If the prestress is not held constant in analysis steps following the step in which it is held constant, the stress in the rebar will change due to additional deformation in the concrete. If there is no additional deformation, the stress in the rebar will remain at the level set by the initial conditions. If the loading history is such that no plastic deformation is induced in the concrete or rebar in steps subsequent to the steps in which the prestress is held constant, the stress in the rebar will return to the level set by the initial conditions upon removal of the loading applied in those steps.

Input File Usage

PRESTRESS HOLD

Defining the Initial Values of Solution-Dependent State Variables for Rebars

You can define the initial values of solution-dependent state variables for rebars within elements. See Initial Conditions for details.

Input File Usage

INITIAL CONDITIONS, TYPE=SOLUTION, REBAR

Output

Rebar force output is available at the rebar integration locations with output variable RBFOR. The rebar force is equal to the rebar stress times the current rebar cross-sectional area. The current cross-sectional area of the rebar is calculated by assuming the rebar is made of an incompressible material, regardless of the actual material definition. For rebars in membrane or shell elements output variables RBANG and RBROT identify the current orientation of isoparametric or skew rebar within the element and the relative rotation of the rebar as a result of finite deformation, respectively. These quantities are measured with respect to the user-specified isoparametric direction in the element, not the default local element system or the orientation-defined system. See Rebar modeling in shell, membrane, and surface elements.
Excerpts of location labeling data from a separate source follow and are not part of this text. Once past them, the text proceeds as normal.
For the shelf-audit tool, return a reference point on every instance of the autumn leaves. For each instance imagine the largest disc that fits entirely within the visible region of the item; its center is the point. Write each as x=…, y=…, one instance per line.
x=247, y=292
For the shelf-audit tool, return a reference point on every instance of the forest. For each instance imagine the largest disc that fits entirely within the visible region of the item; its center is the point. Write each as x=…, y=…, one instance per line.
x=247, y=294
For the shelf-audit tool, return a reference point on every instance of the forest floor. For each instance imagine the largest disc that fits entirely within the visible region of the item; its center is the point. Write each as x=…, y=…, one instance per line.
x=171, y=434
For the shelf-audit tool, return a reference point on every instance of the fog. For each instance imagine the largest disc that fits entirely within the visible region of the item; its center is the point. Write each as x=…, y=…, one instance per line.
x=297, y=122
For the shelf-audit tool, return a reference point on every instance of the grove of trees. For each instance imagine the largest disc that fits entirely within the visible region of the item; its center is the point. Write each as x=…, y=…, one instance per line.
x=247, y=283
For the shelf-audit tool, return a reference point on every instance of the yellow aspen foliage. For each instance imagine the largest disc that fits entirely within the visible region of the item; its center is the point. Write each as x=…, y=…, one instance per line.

See Abaqus/Standard Output Variable Identifiers and Abaqus/Explicit Output Variable Identifiers for information on additional output quantities such as stress and strain. For rebars in membrane or shell elements with multiple integration points, output quantities are available at the integration points and at the centroid of the element.
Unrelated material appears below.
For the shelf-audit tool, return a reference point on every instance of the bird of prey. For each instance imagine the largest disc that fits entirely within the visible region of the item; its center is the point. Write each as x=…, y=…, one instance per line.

Specifying the Direction for Rebar Angle Output in Shell and Membrane Elements

The output quantities RBANG and RBROT can be measured from either of the isoparametric directions in the plane of the shell or the membrane. You can specify the desired isoparametric direction from which the rebar angle will be measured (1 or 2). In axisymmetric shells and membranes the first isoparametric direction coincides with the meridional direction, and the second isoparametric direction coincides with the hoop direction. The rebar angle is measured from the isoparametric direction to the rebar with a positive angle defined as a counterclockwise rotation around the element's normal direction. The default direction is the first isoparametric direction.

Input File Usage

Use any of the following options:

REBAR, ELEMENT=SHELL, MATERIAL=mat, ISODIRECTION=n
REBAR, ELEMENT=AXISHELL, MATERIAL=mat, ISODIRECTION=n
REBAR, ELEMENT=MEMBRANE, MATERIAL=mat, ISODIRECTION=n
REBAR, ELEMENT=AXIMEMBRANE, MATERIAL=mat, ISODIRECTION=n

Example

As an example, a user-defined local coordinate system is used to define skewed rebar in a shell element (skew angle $α = 30^{\circ}$ ), and the output value of RBANG is 75°, as illustrated in Figure 17:

REBAR, ELEMENT=SHELL, MATERIAL=MAT1, NAME=REBARB,
 GEOMETRY=SKEW, ORIENTATION=ORIENT, ISODIRECTION=2
 ELSET1, 0.01, 0.1, 0.0, 30.
ORIENTATION, SYSTEM=RECTANGULAR, NAME=ORIENT
 -0.7071, 0.7071, 0.0, -0.7071, -0.7071, 0.0
 3, 0.0

The rebars are located at the midsurface of the shell. Output variable RBANG is measured from the second isoparametric direction to the rebar. If the first isoparametric direction were chosen instead, output variable RBANG would report an angle of 165°.